Computers allow users to commit transgressions with minimal planning, cost, and risk to themselves. To download a torrent from the Pirate Bay takes simply a few mouse clicks and a torrent client (which is perfectly legal). Hackers can quickly and cheaply submit several orders of magnitudes of requests to a server in trying to breach its safeguards. If we compare internet crimes to their real-world counterparts, in general they are massively easier to plot and execute. It is enormously more difficult to carry out any kind of real-world theft, while in the internet, it takes but moments. This imbalance leads to a sheer volume of internet infringements which cannot be compared to those of the kinetic world: this is the second factor in the difficulties surrounding the enforcement of internet law.

I think the reason why internet law demands special attention beyond the extent to which cyberspace infringements are accounted for within existing bodies is precisely because of the exceptional difficulty in law enforcement. The problem is that people continue to torrent illegally uploaded intellectual property without a real risk of penalty, not that we would not know how to punish them once they are caught. The existing body of law, while it can be interpreted to include the realm of cyberspace, is simply not enforceable. Thus, until such methods are created which allow us to identify and prosecute criminals with the same ease as we do in the physical world, until the risk of punishment becomes sufficient to deter a larger volume of crime, we are forced to either accept such criminal activity or create new legislature to account for it. Looking specifically at the realm of larger scale cyber-conflict between a nation and a terrorist/vigilante group or other nation, the same applies. We know that the sheer volume of attacks received by the United States is colossal; to catch each one, identify its origin, and respond appropriately is not something that is currently within our capability. Hence the collaboration with the private sector – it is not because there is something fundamentally sound about our government relying upon the private sector to defend our nation, or that it should be the role of the government to provide private companies with security systems, but because this is one of few ways to address the extent to which law enforcement is losing to criminals. This is why, going back to the piracy issue, methods such as the involvement of internet service providers, which are private companies, is considered for the sake of blocking internet service to those who are found guilty of copyright infringement.
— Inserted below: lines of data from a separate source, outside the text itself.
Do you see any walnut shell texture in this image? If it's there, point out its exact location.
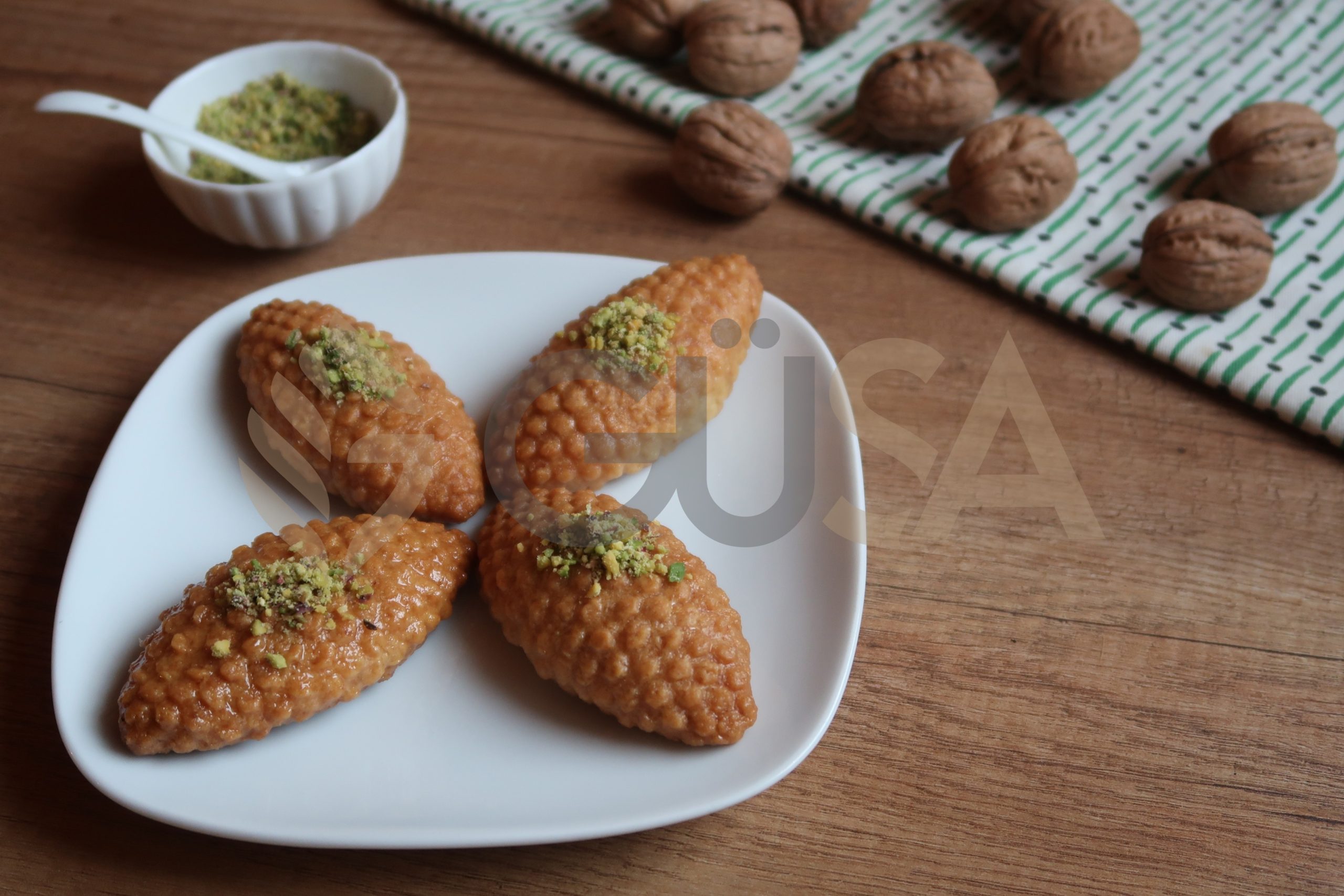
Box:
[1022,0,1142,99]
[1208,102,1339,214]
[682,0,802,97]
[481,489,757,747]
[948,115,1078,231]
[672,99,793,215]
[606,0,700,59]
[789,0,872,47]
[1138,199,1274,312]
[855,40,999,151]
[999,0,1078,34]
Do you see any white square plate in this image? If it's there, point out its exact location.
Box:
[52,252,866,848]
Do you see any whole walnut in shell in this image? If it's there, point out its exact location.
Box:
[682,0,802,97]
[1138,199,1274,312]
[789,0,871,47]
[999,0,1077,34]
[606,0,700,59]
[672,99,793,215]
[948,115,1078,231]
[855,40,999,151]
[1022,0,1142,99]
[1208,102,1339,214]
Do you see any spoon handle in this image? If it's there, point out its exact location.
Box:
[38,90,293,180]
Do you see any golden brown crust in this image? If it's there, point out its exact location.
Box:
[117,514,475,755]
[487,255,762,498]
[238,298,485,523]
[481,489,757,745]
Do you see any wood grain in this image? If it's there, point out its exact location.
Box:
[0,0,1344,896]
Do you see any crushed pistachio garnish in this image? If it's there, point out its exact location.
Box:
[532,505,686,588]
[285,326,406,403]
[216,556,374,636]
[187,71,377,184]
[580,296,677,375]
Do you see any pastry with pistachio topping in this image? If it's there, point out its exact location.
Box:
[487,255,762,501]
[238,300,485,523]
[118,514,475,755]
[480,489,757,745]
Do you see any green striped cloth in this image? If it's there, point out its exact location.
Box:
[402,0,1344,445]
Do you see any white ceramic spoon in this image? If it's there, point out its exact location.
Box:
[38,90,341,180]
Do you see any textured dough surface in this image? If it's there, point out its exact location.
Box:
[480,489,757,745]
[118,514,475,755]
[238,298,485,523]
[488,255,762,500]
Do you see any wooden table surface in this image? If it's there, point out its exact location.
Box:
[0,0,1344,896]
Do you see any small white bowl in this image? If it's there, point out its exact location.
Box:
[141,40,406,248]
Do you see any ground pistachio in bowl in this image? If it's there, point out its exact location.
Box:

This is not a policy for which any physical world analogue would be appropriate – for example, we would not agree with the government mandating that gas stations refuse to fuel cars driven by those with traffic violations, yet it is seriously considered, given the technology of today, simply because it makes enforcement easier.

There is currently an enormous gap between the effectiveness of physical and cyber law enforcement in the world. Internet law exists not because it lies outside the jurisdiction of existing legislature, but simply in order to address this gap. Internet law is an artifact of enforcement technology lagging behind that used by criminals: I think that it will be rendered obsolete when the technology gap disappears.